Четверо прочих, ходивших с Чепурным в степь, пробежали обратно, Пиюся же где-то залег одиноким образом в цепь — и его выстрел раздался огнем в померкшей тишине. Дванов побежал на выстрел с револьвером наружи, через краткий срок его обогнал Копенкин на Пролетарской Силе, которая спешила на тяжелом шагу, и вслед первым бойцам уже выступала с чевенгурской околицы сплошная вооруженная сила прочих и большевиков — кому не хватило оружия, тот шел с плетневым колом или печной кочергой, и женщины вышли совместно со всеми. Сербинов бежал сзади Якова Титыча с дамским браунингом и искал, кого стрелять. Чепурный выехал на лошади, что возила Прокофия, а сам Прокофий бежал следом и советовал Чепурному сначала организовать штаб и назначить командующего, иначе начнется гибель.

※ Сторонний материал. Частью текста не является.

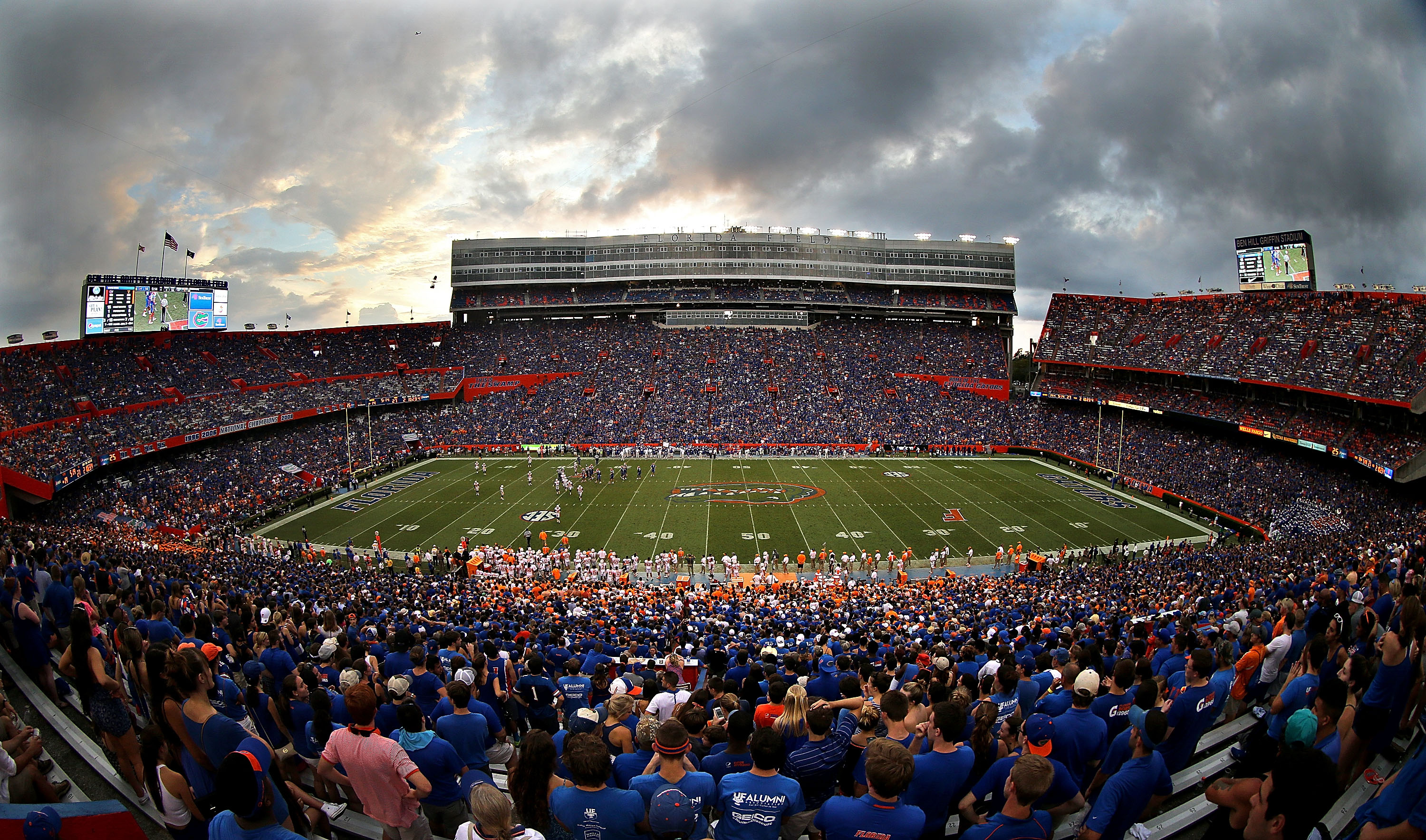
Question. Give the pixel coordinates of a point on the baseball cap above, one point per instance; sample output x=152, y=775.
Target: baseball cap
x=584, y=721
x=1301, y=729
x=243, y=778
x=42, y=825
x=1087, y=682
x=1039, y=731
x=398, y=685
x=672, y=812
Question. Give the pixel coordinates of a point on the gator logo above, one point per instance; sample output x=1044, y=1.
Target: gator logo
x=775, y=492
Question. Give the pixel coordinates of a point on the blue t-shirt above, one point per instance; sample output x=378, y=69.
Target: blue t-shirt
x=629, y=765
x=1190, y=716
x=226, y=828
x=1002, y=828
x=601, y=815
x=1056, y=704
x=1114, y=711
x=540, y=694
x=577, y=691
x=722, y=763
x=1295, y=695
x=699, y=788
x=843, y=818
x=1080, y=738
x=940, y=781
x=441, y=766
x=467, y=734
x=755, y=806
x=1063, y=788
x=1127, y=793
x=425, y=689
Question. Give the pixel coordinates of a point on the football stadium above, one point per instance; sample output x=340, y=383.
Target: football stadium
x=361, y=507
x=796, y=463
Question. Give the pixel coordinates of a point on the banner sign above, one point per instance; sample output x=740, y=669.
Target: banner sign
x=993, y=388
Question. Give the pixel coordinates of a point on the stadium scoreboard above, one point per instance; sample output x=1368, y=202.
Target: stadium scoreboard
x=1277, y=263
x=153, y=304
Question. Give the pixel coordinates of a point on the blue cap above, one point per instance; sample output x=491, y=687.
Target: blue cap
x=672, y=812
x=1039, y=731
x=42, y=825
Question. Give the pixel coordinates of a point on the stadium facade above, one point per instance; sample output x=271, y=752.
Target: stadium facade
x=756, y=269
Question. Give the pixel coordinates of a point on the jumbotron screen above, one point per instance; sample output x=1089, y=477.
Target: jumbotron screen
x=153, y=304
x=1277, y=261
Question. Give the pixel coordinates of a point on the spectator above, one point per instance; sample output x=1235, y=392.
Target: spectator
x=672, y=769
x=591, y=809
x=385, y=779
x=753, y=805
x=1138, y=786
x=440, y=765
x=249, y=796
x=880, y=812
x=1024, y=785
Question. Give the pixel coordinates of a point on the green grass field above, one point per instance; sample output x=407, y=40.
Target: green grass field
x=745, y=507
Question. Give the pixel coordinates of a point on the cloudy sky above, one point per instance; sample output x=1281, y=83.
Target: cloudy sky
x=323, y=156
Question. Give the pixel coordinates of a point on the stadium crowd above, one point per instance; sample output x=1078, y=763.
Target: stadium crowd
x=822, y=706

Чепурный на скаку разрядил вдаль всю обойму и старался нагнать Копенкина, но не мог. Копенкин перепрыгнул на коне через лежачего Пиюсю и не собирался стрелять в противника, а вынул саблю, чтобы ближе касаться врага.
Враги ехали по бывшей дороге. Они держали винтовки поперек, приподняв их руками, не готовясь стрелять, и торопили лошадей вперед. У них были команда и строй, поэтому они держались ровно и бесстрашно против первых выстрелов Чевенгура. Дванов понял их преимущество и, установив ноги в ложбинке, сшиб четвертой пулей командира отряда из своего нагана. Но противник опять не расстроился, он на ходу убрал командира куда-то внутрь построения и перевел коней на полную рысь. В этом спокойном наступлении была машинальная сила победы, но и в чевенгурцах была стихия защищающейся жизни. Кроме того, на стороне Чевенгура существовал коммунизм. Это отлично знал Чепурный, и, остановив лошадь, он поднял винтовку и опустил наземь с коней троих из отряда противника. А Пиюся сумел из травы искалечить пулями ноги двоим лошадям, и они пали позади отряда, пытаясь ползти на животах и копая мордами пыль земли. Мимо Дванова пронесся в панцире и лобовом забрале Пашинцев, он вытянул в правой руке скорлупу ручной бомбы и стремился взять врага одним умственным страхом взрыва, так как в бомбе не имелось начинки, а другого оружия Пашинцев с собой не нес.